La inversión inicial en este proyecto asciende a 83.050 euros, financiados por el Gobierno de La Rioja y el Ministerio de Medio Ambiente y Medio Rural y Marino en el marco del convenio para la gestión y desarrollo sostenible en la Reserva de la Biosfera de los valles del Leza, Jubera, Cidacos y Alhama.

El estudio incluye la plantación de varios cultivos piloto de aquellas plantas que ofrezcan mayor garantía de viabilidad y de ser una alternativa de desarrollo sostenible, como es el caso del arándano comercial, además de otros pequeños frutos como la grosella, la frambuesa y la mora.

Estas especies presentan buenas perspectivas no sólo en la Reserva, sino en otras partes de La Rioja, debido a su capacidad de adaptación a las condiciones del suelo y climatológicas, su demanda creciente y facilidad de cultivo, lo que las convierte en una de las alternativas a tener en cuenta desde el punto de vista de la viabilidad y la rentabilidad.

Estos cultivos permitirían aprovechar terrenos infrautilizados o improductivos, al tiempo que constituirían un importante complemento de renta para la población de la Reserva y de fijación de trabajo en la Reserva y otras zonas rurales de La Rioja.

Con el fin de divulgar esta iniciativa, la Dirección General de Calidad Ambiental y Agua ha programado para mañana, 9 de febrero, una jornada sobre el cultivo en La Rioja del arándano y otros pequeños frutos del bosque con la intervención de expertos en la materia. La actividad tendrá lugar en Riojaforum, en horario de 9.00 a 14.30 horas, con asistencia gratuita, previa inscripción. De momento, ya hay inscritas más de 80 personas.

La Reserva de la Biosfera de los valles del Leza, Jubera, Cidacos y Alhama viene apostando por cultivos alternativos como opciones económicas rentables y sostenibles para una zona que se extiende por casi la cuarta parte de la región.

Promoción de la trufa y polen

En este terreno uno de las apuesta más fuertes es la que se viene haciendo por el cultivo y promoción de la trufa. A principios del mes de diciembre de 2010 comenzaba la segunda campaña de comercialización de trufas negras procedentes de las truferas naturales de la Reserva de la Biosfera en dos establecimientos comerciales de la Plaza de Abastos de Logroño y que se prolongará hasta los primeros días de marzo.

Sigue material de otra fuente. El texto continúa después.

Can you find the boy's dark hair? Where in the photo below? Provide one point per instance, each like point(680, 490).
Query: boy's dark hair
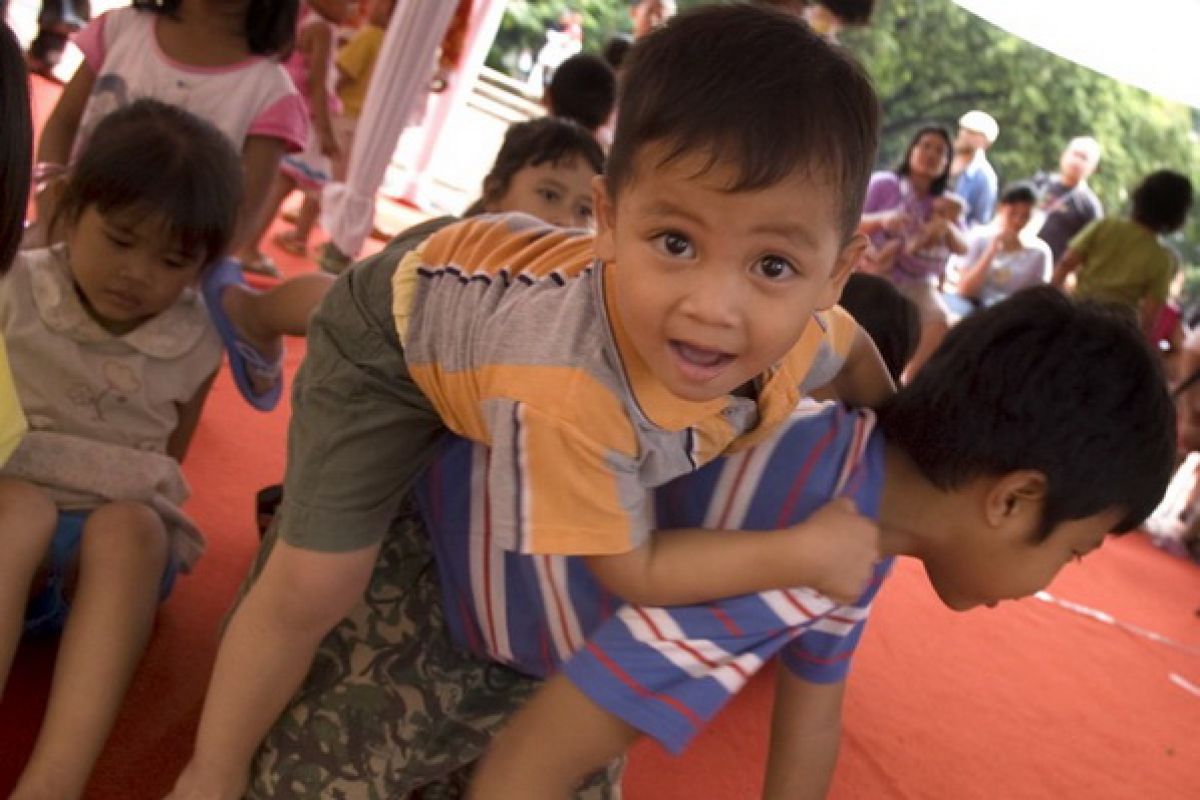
point(583, 90)
point(16, 145)
point(937, 186)
point(533, 143)
point(616, 49)
point(888, 317)
point(1019, 192)
point(755, 88)
point(270, 24)
point(1162, 200)
point(1042, 382)
point(160, 161)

La iniciativa pretende divulgar las características de un producto de coste razonable en torno al cual se quiere desarrollar una cultura de consumo que ayude a cuidar, conservar y proteger las escasas truferas naturales que quedan en la sierra y a desarrollar su potencial de cultivo con plantaciones modernas en la Reserva de la Biosfera

En la Reserva de la Biosfera existen actualmente cerca de 100 hectáreas dedicadas a la producción de trufa y más de 20 productores. En los últimos años, se han efectuado plantaciones piloto de encinas micorrizadas, se ha creado un vivero de planta micorrizada, se intentan mantener las truferas naturales que no han sido destruidas y anualmente se viene celebrando con gran éxito de público la Feria de la Trufa. Además se está realizando un estudio sobre los tratamientos selvícolas más adecuados para la conservación de las truferas de la Reserva de la Biosfera que incluye acciones como podas y eliminación de restos, desbroces y plantaciones de encina micorrizada.

La apuesta por las plantas medicinales, aromáticas y frutos silvestres y por la trufa forma parte del plan de actuaciones de la Reserva de la Biosfera, que contempla, asimismo, la comercialización de polen fresco procedente de este espacio natural en establecimientos de la capital riojana.

Esta Reserva de la Biosfera cuenta con 262 asentamientos apícolas censados, de los que 27 producen polen para su comercialización. Cada asentamiento consta de unas 80 colmenas y la cosecha de polen total asciende a unos 10.000 kilos.